Charles Corm (1894-1963) was a Lebanese writer, billionaire industrialist and philanthropist.[1][2] He is considered to be the leader of the Phoenicianism movement in Lebanon which ignited a surge of nationalism that led to Lebanon's independence.[3][4][5] In a country torn by sectarian conflicts, Corm's intention was to find a common root shared by all Lebanese beyond their religious beliefs (the Phoenicians were pagans). Nowhere is this message of unity more clearly stated than in Corm's literary masterpiece, The Sacred Mountain: "It is because back in their Times, long before we had become Muslims and Christians, we were a single nation united in the same glorious past that Today, having grown in what we have become, we owe it to ourselves to love one another in the same way we did when we were still splendid humanist pagans."[6]

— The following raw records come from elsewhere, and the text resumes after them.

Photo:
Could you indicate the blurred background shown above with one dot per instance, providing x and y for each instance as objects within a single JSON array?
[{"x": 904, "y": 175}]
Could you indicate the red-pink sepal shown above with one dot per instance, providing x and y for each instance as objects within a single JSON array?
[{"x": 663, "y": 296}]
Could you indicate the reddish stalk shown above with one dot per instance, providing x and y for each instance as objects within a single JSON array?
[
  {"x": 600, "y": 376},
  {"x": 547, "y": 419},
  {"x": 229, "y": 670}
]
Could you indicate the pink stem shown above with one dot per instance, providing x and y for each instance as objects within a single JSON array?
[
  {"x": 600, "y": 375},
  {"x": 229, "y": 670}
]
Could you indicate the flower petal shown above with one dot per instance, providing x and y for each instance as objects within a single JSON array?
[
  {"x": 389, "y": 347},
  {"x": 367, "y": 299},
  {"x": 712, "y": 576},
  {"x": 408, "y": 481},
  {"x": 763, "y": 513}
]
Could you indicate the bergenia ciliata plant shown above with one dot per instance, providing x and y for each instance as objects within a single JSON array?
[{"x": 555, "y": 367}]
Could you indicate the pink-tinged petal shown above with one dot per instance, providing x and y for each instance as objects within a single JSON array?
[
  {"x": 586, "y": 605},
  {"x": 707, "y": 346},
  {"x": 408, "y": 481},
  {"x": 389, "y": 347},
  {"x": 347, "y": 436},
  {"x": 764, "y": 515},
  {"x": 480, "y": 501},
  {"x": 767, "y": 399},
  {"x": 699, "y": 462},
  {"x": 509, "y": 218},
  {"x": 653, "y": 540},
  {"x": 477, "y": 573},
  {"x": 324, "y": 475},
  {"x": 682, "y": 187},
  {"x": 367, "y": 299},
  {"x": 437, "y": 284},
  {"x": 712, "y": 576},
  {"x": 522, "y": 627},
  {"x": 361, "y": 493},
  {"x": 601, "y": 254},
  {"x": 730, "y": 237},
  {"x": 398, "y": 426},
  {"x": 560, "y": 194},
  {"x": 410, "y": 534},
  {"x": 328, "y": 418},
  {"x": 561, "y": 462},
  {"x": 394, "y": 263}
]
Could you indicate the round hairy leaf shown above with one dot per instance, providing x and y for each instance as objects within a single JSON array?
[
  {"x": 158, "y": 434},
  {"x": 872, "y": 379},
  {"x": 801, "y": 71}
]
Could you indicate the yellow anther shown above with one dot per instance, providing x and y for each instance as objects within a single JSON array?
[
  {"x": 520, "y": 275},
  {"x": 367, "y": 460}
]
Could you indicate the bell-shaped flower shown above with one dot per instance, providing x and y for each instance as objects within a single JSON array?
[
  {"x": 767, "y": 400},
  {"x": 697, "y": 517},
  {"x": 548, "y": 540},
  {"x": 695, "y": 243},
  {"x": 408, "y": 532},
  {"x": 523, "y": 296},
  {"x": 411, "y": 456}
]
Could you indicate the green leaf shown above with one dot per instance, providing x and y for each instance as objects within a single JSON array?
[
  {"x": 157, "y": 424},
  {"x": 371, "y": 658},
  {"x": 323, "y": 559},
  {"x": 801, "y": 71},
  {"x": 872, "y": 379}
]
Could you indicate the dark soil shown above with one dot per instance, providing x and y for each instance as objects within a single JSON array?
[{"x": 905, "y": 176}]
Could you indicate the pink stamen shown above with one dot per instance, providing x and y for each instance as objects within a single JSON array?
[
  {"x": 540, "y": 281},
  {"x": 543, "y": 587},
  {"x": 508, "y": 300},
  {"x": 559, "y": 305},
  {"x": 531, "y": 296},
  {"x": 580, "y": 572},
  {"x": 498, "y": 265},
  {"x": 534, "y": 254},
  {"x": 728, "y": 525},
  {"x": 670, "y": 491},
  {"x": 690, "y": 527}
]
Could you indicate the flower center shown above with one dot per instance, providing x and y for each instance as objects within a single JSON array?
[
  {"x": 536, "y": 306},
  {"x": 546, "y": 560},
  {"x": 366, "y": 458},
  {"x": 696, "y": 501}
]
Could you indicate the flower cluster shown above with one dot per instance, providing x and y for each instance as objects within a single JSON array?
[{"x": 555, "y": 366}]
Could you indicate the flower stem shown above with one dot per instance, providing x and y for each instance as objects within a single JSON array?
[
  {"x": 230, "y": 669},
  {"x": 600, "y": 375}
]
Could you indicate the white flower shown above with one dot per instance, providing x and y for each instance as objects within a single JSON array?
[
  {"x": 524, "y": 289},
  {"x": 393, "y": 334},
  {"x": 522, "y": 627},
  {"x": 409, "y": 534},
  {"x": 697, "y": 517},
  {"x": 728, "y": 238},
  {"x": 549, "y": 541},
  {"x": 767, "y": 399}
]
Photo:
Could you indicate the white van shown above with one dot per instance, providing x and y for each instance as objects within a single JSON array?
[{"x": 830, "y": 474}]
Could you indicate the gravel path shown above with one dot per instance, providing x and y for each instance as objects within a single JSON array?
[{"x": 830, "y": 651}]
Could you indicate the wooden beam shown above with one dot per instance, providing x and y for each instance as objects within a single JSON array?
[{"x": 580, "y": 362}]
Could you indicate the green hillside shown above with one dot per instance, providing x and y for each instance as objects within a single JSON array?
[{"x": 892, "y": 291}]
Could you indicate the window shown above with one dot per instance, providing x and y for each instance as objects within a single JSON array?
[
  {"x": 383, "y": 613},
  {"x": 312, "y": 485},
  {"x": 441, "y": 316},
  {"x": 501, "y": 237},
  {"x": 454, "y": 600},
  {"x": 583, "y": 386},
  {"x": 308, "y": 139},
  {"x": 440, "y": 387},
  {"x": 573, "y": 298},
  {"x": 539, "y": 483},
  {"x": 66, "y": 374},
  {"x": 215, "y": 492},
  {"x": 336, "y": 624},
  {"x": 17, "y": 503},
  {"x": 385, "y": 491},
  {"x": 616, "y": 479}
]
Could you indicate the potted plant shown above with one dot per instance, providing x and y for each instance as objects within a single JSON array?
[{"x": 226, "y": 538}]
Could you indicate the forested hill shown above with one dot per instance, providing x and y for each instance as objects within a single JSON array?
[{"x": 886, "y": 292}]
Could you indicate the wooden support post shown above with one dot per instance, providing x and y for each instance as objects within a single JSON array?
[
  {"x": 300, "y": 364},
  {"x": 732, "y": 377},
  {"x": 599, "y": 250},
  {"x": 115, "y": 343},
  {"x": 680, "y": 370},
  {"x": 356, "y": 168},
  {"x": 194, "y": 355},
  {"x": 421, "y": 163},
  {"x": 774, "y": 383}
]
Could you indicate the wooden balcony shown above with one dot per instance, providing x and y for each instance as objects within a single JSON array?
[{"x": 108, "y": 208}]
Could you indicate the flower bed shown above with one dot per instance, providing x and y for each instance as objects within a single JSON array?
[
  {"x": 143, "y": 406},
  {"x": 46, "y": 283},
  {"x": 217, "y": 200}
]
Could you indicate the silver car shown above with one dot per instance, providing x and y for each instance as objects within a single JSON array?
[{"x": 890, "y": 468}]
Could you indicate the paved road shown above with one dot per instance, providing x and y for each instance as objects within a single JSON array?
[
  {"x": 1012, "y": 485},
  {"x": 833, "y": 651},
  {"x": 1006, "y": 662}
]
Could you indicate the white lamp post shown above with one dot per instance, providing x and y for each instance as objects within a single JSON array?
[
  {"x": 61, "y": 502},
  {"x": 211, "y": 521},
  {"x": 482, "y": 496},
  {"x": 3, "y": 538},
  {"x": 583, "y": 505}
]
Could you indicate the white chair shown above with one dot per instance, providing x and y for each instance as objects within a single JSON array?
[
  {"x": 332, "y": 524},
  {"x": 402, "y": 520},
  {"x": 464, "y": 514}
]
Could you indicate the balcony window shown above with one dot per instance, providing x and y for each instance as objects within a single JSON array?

Over the course of his life, Corm received more than 100 international literary and non-literary honors and awards, including the Edgar Allan Poe International Poetry Prize 1934, Citizen of Honor of New York City (USA),[7][8] Grand Commander of the American International Academy (USA), Commander of the Order of Human Merit (Switzerland), Grand Officer of the Italian Academic Order (Italy), Grand Officer of the National Order of the Cedar (Lebanon), Grand Officer of the French Poets' Society (France), Fellow of the Royal Society (England) and the Medal of Honor of the Académie Française 1950 (France).[9]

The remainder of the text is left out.